NANETS2022 15th Annual Multidisciplinary NET Medical Symposium NANETS 2022 Population Science (10 abstracts)
Creighton University School of Medicine, Omaha NE.
Background: Islet cell carcinomas are low-grade tumors originating from the islets of Langerhans. Despite the indolent nature of these tumors, metastasis is often detected upon initial diagnosis, at which point the mean survival is approximately 2 years. In this study, we aim to investigate disparities that exist in these patients and how facility variables, patient demographics, and palliative care (PC) utilization contribute to differences in survival outcomes.
Methods: We used the National Cancer Database to identify patients diagnosed with islet cell carcinoma (ICD-O-3 histology code 8150/3) between 2004-2019 (n=2364). Differences in socioeconomic factors were determined using Pearsons chi-squared test with post-hoc Bonferroni adjustment. Survival was evaluated using Kaplan-Meier curves, log-rank tests, and Cox proportional hazards modeling.
Results: The mean age of diagnosis was 59 years, with older individuals having worse average survival outcomes (84 months) than their younger counterparts (126 months). Male participants on average also had worse survival outcomes (109 months) than females (121 months). The average Charlson-Deyo score was 0.38±0.70. Pearsons chi-squared analysis demonstrated that those with Medicaid were less likely to be White (P<0.001). Furthermore, those with Medicaid were more likely to receive care at community cancer centers (P<0.001). Most of the cohort was treated at academic/research facilities (50.5%), followed by community centers (21.6%) and integrated network programs (16.6%). Academic/research facilities had the highest overall mean survival (123 months) compared to the other two programs (79 and 105 months, respectively). Patients who lived in metropolitan counties (defined by population size) had better mean survival outcomes (115 months), though patients who traveled further for care had consistently better survival outcomes (P<0.001). Patients who received PC for symptom management had worse survival outcomes than those who did not (P<0.001). After adjusting for all other variables, Cox proportional hazard ratios remained significant for age (P<0.001), race (P=0.013), and PC utilization (P<0.001).
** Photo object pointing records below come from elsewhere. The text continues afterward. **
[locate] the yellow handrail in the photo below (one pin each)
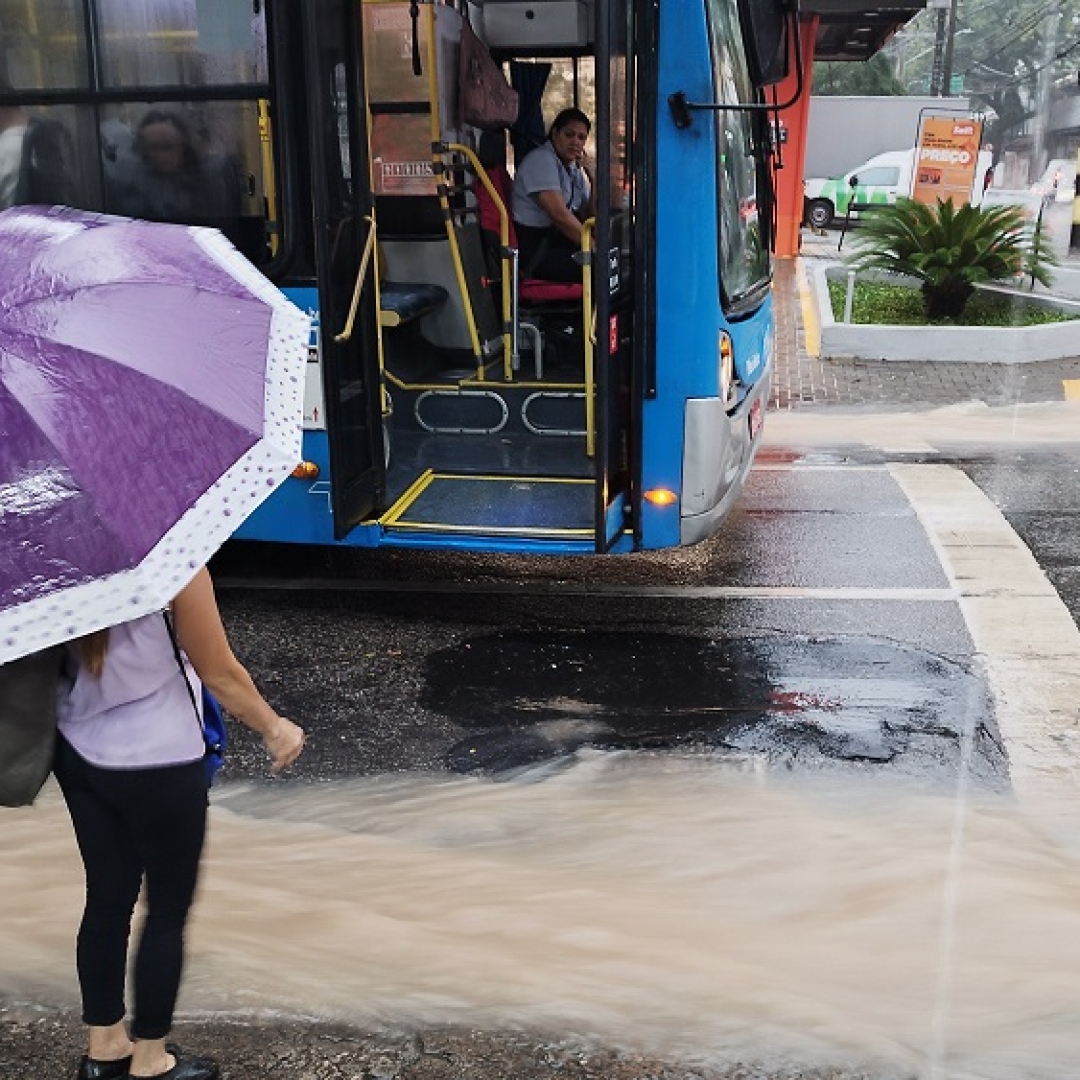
(509, 346)
(589, 333)
(437, 148)
(365, 260)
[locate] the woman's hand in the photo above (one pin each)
(283, 743)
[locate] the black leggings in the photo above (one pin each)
(130, 823)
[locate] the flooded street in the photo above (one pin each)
(676, 904)
(801, 804)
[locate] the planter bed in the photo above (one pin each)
(986, 345)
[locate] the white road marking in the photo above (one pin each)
(1022, 631)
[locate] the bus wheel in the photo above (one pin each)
(819, 213)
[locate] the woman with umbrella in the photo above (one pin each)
(130, 764)
(126, 461)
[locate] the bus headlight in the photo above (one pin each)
(727, 370)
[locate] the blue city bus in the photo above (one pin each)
(450, 402)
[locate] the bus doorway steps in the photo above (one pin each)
(555, 508)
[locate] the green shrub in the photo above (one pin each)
(952, 250)
(881, 302)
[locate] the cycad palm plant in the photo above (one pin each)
(952, 250)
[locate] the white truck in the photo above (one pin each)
(877, 181)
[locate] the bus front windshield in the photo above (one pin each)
(743, 246)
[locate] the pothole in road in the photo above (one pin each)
(794, 701)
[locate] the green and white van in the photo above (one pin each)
(877, 181)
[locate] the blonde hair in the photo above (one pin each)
(92, 649)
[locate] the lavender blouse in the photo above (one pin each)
(138, 714)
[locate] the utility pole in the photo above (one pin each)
(1042, 84)
(947, 61)
(936, 70)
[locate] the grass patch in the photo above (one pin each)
(880, 304)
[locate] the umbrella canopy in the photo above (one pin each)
(150, 397)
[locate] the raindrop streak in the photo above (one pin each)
(704, 908)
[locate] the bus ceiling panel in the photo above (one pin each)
(526, 26)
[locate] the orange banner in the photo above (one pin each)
(946, 159)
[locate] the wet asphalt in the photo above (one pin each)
(815, 631)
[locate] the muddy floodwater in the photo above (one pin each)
(701, 909)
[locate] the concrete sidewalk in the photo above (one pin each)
(801, 380)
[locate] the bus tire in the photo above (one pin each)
(820, 213)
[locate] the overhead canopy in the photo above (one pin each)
(856, 29)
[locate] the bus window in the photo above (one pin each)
(202, 160)
(181, 43)
(743, 251)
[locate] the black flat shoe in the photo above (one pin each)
(91, 1069)
(186, 1068)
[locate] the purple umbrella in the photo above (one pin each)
(150, 399)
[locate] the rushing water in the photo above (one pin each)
(665, 902)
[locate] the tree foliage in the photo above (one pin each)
(998, 51)
(950, 250)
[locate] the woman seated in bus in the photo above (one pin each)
(553, 193)
(171, 178)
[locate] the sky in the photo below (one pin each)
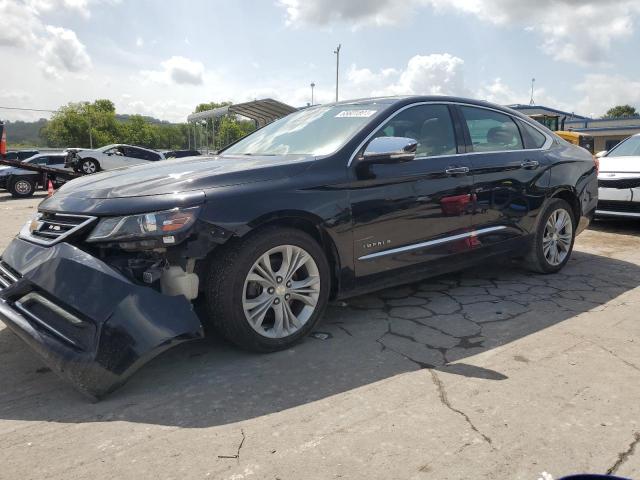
(160, 58)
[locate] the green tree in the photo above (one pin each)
(228, 128)
(138, 131)
(621, 111)
(82, 124)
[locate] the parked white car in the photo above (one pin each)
(109, 157)
(619, 180)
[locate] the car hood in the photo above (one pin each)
(619, 167)
(184, 175)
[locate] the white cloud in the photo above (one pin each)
(168, 110)
(19, 24)
(575, 31)
(356, 12)
(82, 7)
(178, 70)
(62, 51)
(600, 92)
(59, 48)
(435, 74)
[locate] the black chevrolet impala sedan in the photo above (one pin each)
(328, 202)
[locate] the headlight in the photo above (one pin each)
(162, 226)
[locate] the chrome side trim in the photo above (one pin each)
(607, 213)
(22, 309)
(546, 146)
(431, 243)
(25, 234)
(37, 298)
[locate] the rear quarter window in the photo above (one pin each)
(491, 131)
(532, 137)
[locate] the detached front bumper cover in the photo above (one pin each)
(90, 324)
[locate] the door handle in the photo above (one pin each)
(457, 170)
(530, 164)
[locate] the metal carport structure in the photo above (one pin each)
(261, 112)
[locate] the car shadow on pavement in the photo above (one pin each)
(435, 323)
(624, 226)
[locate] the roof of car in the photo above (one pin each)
(390, 100)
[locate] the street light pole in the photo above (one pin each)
(532, 102)
(337, 52)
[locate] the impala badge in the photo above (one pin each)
(375, 244)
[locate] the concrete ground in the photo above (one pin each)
(492, 373)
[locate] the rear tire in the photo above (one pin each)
(552, 244)
(284, 298)
(22, 187)
(89, 166)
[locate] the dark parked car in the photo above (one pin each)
(328, 202)
(20, 154)
(23, 183)
(181, 153)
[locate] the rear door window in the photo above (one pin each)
(491, 131)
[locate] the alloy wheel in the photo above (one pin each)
(281, 291)
(557, 238)
(23, 187)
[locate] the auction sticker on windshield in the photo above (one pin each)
(355, 113)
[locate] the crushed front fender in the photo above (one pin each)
(89, 323)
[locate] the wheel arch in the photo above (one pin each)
(570, 196)
(310, 224)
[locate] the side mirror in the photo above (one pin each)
(390, 150)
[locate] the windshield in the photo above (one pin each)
(313, 131)
(628, 148)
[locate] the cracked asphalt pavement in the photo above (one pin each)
(491, 373)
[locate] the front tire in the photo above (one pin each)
(89, 166)
(552, 244)
(22, 187)
(266, 292)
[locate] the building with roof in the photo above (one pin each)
(606, 132)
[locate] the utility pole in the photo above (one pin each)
(90, 136)
(532, 102)
(337, 52)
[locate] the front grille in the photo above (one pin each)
(619, 183)
(7, 276)
(615, 206)
(50, 228)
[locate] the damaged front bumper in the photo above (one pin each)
(90, 324)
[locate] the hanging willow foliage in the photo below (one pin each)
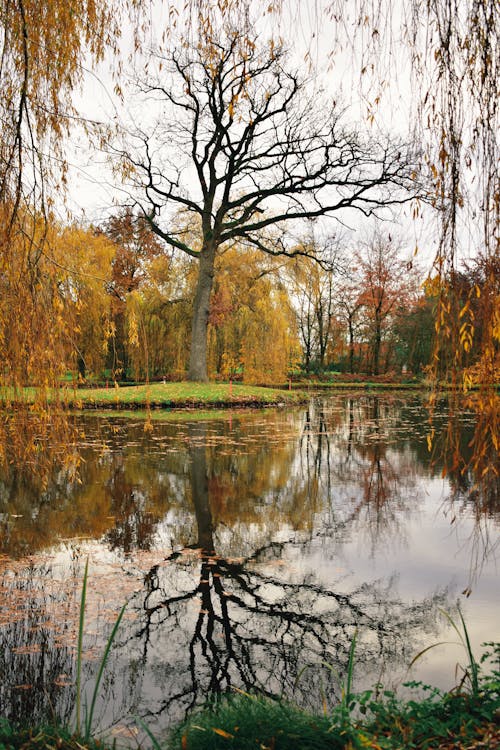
(42, 47)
Variable | Hazard Ratio (95% CI) | P-value | ||
Age | Youth (14-47 years) | 1 (Reference) | ||
Middle-Aged (48-64) | 1.35 (1.04-1.76) | 0.024 | ||
Elderly (>65) | 2.67 (1.96-3.63) | <0.001 | ||
Race | White | 1 (Reference) | ||
Black | 0.84 (0.62-1.15) | 0.278 | ||
Asian | 2.94 (1.31-6.60) | 0.009 | ||
Palliative Care Utilization | None | 1 (Reference) | ||
Chemotherapy, Hormone Therapy, or Other Systemic Drug | 3.97 (1.29-12.27) | 0.017 |
Conclusion: Factors associated with increased survival include younger age, female sex, higher income, private insurance, receiving care at an academic/research facility, and not utilizing PC. These findings contribute to a developing understanding of disparities that impact survival outcomes of islet cell carcinoma.